My hat is off to these guys!  ….  I was contacted twice this year to be on TV shows, and turned them down.  I was afraid there would not be time enough to do the job the way I would want it done, plus I just work better when it’s nice and quiet and I have plenty of space all to myself.  These guys are real pros, so I know they did not cut any corners in the work they did for this family.

The show’s more than a week away … I hope I remember to set my DVR!!

Wallpaper Murals and Southern Charm

November 12, 2012

The current issue of Southern Living Magazine (November 2012) is all about entertaining and hosting big dinners. There is a several-page-spread showing how three different interior designers like to dress up a dining room for a Thanksgiving dinner. Following that is a page of another designer’s tips on setting up a bar.

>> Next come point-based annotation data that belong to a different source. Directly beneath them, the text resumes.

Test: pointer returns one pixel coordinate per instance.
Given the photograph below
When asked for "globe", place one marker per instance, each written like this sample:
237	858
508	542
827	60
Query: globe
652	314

Sure, the cocktails looked great. But what caught MY eye is the beautiful wallpaper mural behind the bar. It’s a positively gorgeous scene of a pond with water lilies and storks, foliage in the background, all in shades of turquoise and ice blue.

What’s timely is that two members of the National Guild of Professional Paperhangers have been posting on our FaceBook page about their recent install of a Zuber brand 21-panels-at-$1000-each hand-painted mural in a dining room, complete with photos.

I have seen a good number of such murals in older River Oaks homes, many of them dating back to when the home was built (1920’s-’40’s). This is a truely classic look that I just love, and I’m glad to see it continuing in traditional styled homes.

The FB page of the NGPP is open to the public, BTW. Discussions tend to get a little technical, but you might want to take a look.

Houston Independent Paperhangers Comraderie

February 21, 2012

Yesterday, for the first time ever, a bunch of us (9) independent Houston area paperhangers got together – to meet one another, network, talk shop (wallpaper, primer, techniques), talk business (marketing, inventory, expenses), swap war stories, and discuss benefits of being members of the National Guild of Professional Paperhangers.

Five others had RSVP’d but were unable to attend, and I’m sorry about that.  Oddly, although I contacted several times some of the “chain” type sales and installation companies, none of them attended our meet up.

We have been talking about this for at least a decade, so it was great to finally have it come about. Everyone felt comfortable right away, and we had a grand time. For 3 1/2 hours, the conversation never ebbed – not even when our food orders came out and everyone started eating.

Although we all earn our livings in the same general area, there was never a sense of competition or jealousy or resentment. Just sincere desire to meet one another, hear of others’ experiences, share tips, and honestly try to help one another out.

It was a very positive experience, and I’m sure we will be getting together in the future, and perhaps starting a chapter of the NGPP here in Houston.